How does this help us to have a model for healing? Kohut has described a kind of merging of personalities as being crucial to the repair of a faulty upbringing. A similar merging of personalities appears to occur in many healing encounters, especially in those which involve charismatic and high octane healing events. People fall to the ground and engage in what may only be described as primal behaviour. There seems to be, at least sometimes, a kind of speeded up version of a resetting or recalibrating of relationships that had been lacking or faulty in the past. Kohut had described in his books the way that a narcissistic individual may, as a child, have failed to make a normal identification relationship with an adult. The charismatic encounter seems to allow such a powerful identification with the leader to take place. Regardless of whether that leader is a person of integrity, the sick person may, in making the act of identification or merging with him/her, activate powerful mechanisms of healing within themselves. When something mysterious happens in the depth of the psyche, it can be immensely powerful and at the same time hard to understand. We do know that the body does have a remarkable capacity to heal itself. Sometimes, in an almost random way, that capacity is activated by external events and able to work effectively.

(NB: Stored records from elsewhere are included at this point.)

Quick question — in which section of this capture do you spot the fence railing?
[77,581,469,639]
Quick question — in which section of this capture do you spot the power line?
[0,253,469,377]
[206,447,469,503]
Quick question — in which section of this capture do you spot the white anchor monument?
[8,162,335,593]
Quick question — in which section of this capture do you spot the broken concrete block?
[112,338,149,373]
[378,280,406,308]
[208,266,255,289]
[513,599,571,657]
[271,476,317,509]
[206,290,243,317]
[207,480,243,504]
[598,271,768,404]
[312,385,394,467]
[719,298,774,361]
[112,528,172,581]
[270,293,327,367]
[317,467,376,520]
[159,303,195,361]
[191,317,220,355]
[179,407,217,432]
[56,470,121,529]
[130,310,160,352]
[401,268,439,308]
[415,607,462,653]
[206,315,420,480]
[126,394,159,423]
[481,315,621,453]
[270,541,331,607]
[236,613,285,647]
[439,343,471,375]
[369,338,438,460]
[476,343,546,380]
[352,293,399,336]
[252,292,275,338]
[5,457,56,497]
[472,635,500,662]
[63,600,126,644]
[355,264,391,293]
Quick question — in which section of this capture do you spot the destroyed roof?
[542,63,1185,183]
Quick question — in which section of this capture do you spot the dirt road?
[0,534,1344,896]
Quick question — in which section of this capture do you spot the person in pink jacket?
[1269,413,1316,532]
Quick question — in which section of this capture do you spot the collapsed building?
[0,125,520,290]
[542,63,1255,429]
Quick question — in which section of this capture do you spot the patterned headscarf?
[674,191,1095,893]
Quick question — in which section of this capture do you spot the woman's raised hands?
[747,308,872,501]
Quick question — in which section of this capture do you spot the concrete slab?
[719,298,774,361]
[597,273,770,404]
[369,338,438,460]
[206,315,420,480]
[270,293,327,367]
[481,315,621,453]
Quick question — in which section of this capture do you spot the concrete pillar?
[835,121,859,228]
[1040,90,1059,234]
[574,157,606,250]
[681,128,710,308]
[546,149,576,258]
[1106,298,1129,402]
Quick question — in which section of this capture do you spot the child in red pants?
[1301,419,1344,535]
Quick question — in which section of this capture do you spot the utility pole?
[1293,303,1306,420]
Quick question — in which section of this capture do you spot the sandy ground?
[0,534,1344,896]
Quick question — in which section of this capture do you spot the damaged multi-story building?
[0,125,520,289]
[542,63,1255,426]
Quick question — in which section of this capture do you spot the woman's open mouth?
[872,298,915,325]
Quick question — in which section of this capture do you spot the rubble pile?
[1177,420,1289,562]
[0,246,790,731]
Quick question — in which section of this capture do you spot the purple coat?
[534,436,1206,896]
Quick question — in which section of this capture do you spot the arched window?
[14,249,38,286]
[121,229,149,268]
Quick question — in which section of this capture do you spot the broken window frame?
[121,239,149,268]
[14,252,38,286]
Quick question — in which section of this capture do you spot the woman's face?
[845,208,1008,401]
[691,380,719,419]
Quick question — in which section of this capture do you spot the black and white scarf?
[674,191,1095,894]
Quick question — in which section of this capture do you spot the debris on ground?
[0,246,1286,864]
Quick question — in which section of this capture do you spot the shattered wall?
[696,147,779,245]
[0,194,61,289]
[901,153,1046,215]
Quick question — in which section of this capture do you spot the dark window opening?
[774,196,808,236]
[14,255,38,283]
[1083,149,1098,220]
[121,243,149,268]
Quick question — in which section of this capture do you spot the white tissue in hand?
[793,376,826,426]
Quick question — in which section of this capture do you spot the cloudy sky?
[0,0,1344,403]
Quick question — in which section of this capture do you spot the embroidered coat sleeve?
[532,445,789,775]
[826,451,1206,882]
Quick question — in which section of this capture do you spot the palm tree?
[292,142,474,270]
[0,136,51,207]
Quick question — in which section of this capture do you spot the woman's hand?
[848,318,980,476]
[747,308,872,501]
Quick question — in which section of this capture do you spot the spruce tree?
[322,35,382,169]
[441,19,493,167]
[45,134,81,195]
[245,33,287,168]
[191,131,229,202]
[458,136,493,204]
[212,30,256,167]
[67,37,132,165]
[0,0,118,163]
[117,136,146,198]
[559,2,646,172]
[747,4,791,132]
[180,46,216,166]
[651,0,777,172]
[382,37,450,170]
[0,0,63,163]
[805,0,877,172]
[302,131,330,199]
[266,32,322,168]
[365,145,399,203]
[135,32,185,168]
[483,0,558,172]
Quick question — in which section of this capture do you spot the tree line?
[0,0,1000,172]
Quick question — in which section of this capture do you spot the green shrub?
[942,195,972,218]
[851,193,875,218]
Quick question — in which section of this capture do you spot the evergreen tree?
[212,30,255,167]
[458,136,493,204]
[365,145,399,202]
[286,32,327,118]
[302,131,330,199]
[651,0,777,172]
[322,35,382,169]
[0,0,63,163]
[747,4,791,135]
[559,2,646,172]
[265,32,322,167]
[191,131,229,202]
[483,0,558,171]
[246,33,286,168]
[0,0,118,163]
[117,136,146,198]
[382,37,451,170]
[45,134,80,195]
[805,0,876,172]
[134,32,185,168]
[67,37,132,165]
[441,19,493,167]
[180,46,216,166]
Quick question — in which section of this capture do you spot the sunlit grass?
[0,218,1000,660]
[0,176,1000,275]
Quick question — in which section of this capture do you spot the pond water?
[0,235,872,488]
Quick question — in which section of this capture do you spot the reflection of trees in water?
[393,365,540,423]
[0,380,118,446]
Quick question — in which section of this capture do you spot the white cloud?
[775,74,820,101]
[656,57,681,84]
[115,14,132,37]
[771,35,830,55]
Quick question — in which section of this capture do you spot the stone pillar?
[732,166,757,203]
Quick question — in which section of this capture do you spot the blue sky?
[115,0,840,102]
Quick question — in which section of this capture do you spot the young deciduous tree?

Cult leaders and charismatic ministers are seldom the most reliable of people. They will be very quick to claim credit when a miraculous healing takes place. A lack of wisdom or insight in understanding what has been happening may go on to damage the individual. Thus, the newly healed will perhaps be prevented from experiencing this healing properly. A leader may also claim inappropriate spiritual authority over the one who has experienced a measure of healing. This may enhance the self-conceit or narcissistic tendencies in a self-proclaimed ‘healer’. To become bound unhealthily in this way to a cult leader will prevent the healed individual being released to live their life as a free individual.
There is of course further detail which I shall be exploring in my paper at Bordeaux. I wanted here to convey a flavour of what I want to present. To summarise, two essential ingredients for healing to occur will be in place every time someone recovers health. The first is the power and the potential of the body to regulate itself and secondly, we need an optimal setting for this to take place. There is, as we have suggested, a wide range of these. Christians with their insight into such things as forgiveness, reconciliation and love, possess a whole range of tools which can foster the possibility for healing to take place. The contribution of charismatic Christianity is to reach what I call the more primal aspects of the personality. These sometimes can be activated in a way that reaches much deeper and more powerfully into the areas of ill-health. There is so much more to be said. Perhaps in what I have conveyed is sufficient to show that healing is never a matter of one person doing something to another. It is rather, providing a setting in which the inherent healing power of the body can be allowed to be given expression. Sadly, this is not always allowed to happen benignly. The act of healing can sometimes provide the setting for the worst expressions of power abuse.